There are several factors at play when it comes to investing in property which includes: researching and buying an asset that will grow in value (this involves time and diligence), managing your investment expenses and cashflow annually (which Kris Wrenn emphasised in his previous article), spending less than you earn and investing with a focus on the longer term.


If Bill and Leanne never took the first steps to invest and attempted to “save their way” to retirement, they would not accumulate the amount of wealth they achieved v using their equity in their properties.  Even if they saved $50 000 p/a for 20 years they would accumulate $1 000 000 over that time v the above scenarios where they have accumulated a $4 500 000 property portfolio with available equity of $3 120 000.

Say Bill and Leanne decide to sell both investment properties and be debt free when they retire.  They would have a $3 000 000 capital gain because they purchased both properties for $750 000 each ($1 500 000 total).  As they have held both assets for longer than 12 months, they would qualify for a 50% discount (reducing their total capital gain to $1 500 000).  Even if Bill and Leanne were in the highest possible tax bracket, they would pay approx. $700 000 in capital gains tax still leaving them significantly better off ($3 120 000 equity less $700 000 capital gains tax & sell costs) than where they would have been if they merely saved.

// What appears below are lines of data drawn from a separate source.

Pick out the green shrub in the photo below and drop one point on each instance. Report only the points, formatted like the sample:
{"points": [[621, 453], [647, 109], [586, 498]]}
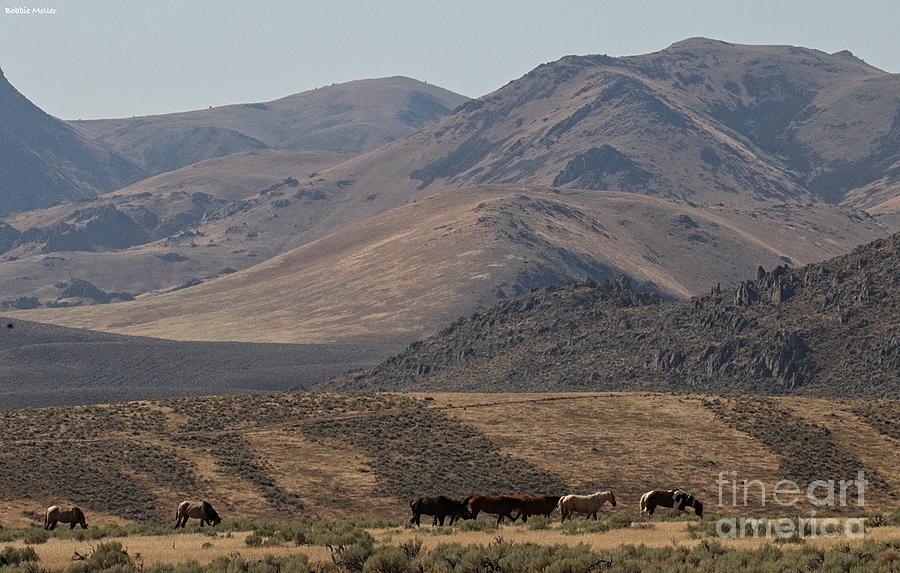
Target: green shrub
{"points": [[353, 557], [109, 555], [538, 522], [17, 556], [390, 559], [476, 525]]}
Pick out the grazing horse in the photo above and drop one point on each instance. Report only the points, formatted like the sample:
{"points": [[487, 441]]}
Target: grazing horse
{"points": [[201, 510], [55, 514], [589, 504], [499, 505], [537, 505], [674, 498], [439, 507]]}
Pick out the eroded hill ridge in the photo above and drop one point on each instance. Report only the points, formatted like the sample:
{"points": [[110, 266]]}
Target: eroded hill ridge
{"points": [[827, 329]]}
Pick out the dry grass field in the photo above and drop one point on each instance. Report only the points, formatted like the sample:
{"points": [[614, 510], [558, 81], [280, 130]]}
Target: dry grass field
{"points": [[364, 456], [176, 549]]}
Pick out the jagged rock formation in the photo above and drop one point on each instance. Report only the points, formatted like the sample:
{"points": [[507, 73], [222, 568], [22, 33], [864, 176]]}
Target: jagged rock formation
{"points": [[829, 329]]}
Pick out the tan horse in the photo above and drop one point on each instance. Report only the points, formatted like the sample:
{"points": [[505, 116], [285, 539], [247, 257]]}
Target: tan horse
{"points": [[589, 504], [201, 510], [55, 514]]}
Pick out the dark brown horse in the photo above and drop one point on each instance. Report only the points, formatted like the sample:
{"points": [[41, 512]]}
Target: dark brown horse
{"points": [[439, 507], [674, 498], [201, 510], [499, 505], [55, 514]]}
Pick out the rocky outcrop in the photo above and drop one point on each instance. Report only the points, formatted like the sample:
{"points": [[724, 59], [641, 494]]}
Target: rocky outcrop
{"points": [[826, 329], [96, 228]]}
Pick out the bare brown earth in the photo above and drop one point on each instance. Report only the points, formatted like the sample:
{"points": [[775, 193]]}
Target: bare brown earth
{"points": [[167, 252], [350, 118], [277, 456], [46, 365], [45, 161], [827, 329], [683, 168], [414, 269]]}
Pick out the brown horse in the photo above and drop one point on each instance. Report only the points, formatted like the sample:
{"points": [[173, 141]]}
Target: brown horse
{"points": [[201, 510], [499, 505], [675, 498], [589, 504], [55, 514], [439, 507]]}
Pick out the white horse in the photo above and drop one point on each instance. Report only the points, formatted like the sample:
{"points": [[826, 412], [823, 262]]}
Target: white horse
{"points": [[589, 504]]}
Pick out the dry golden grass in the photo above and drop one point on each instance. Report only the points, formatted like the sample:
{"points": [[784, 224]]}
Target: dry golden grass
{"points": [[659, 534], [628, 443], [174, 549], [618, 441], [56, 554]]}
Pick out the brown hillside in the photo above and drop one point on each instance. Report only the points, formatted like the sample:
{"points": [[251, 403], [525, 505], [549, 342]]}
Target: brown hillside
{"points": [[45, 161], [352, 117], [154, 225], [408, 272], [830, 328], [748, 139]]}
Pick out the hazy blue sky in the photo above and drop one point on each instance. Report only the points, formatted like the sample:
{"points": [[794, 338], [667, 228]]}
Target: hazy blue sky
{"points": [[123, 58]]}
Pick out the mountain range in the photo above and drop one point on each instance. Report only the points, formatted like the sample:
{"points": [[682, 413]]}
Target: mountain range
{"points": [[681, 169], [44, 161], [825, 329], [348, 118]]}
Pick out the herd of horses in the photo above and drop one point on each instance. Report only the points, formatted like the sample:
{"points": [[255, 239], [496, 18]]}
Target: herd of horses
{"points": [[513, 507], [440, 507], [73, 516]]}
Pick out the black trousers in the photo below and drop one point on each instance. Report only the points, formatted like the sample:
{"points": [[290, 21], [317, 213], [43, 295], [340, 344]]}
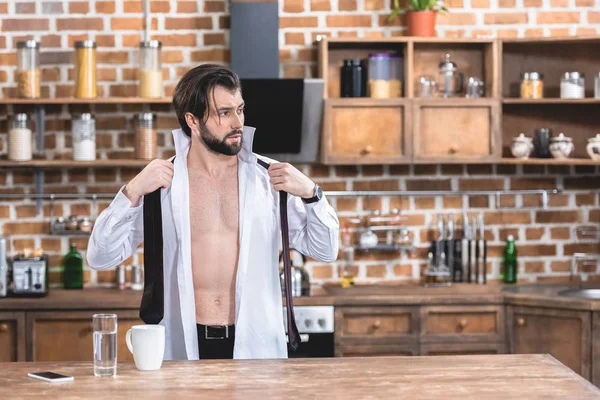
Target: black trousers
{"points": [[215, 343]]}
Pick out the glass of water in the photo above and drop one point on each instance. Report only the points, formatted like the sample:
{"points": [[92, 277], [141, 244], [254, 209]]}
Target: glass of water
{"points": [[105, 344]]}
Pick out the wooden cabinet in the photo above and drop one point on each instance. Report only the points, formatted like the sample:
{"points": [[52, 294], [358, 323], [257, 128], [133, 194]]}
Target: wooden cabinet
{"points": [[364, 131], [564, 334], [448, 349], [68, 336], [462, 324], [12, 336], [454, 130]]}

  • Use someone else’s money (the bank) to utilise the power of leveraging with a focus on the long term to achieve greater investment returns.
  • The hardest part of investing is often taking the first step. Make your money work smarter not harder.  Saving your way to retirement is working harder not smarter.
  • I have used property in this example to illustrate the power of compound growth and using equity in your home to create wealth.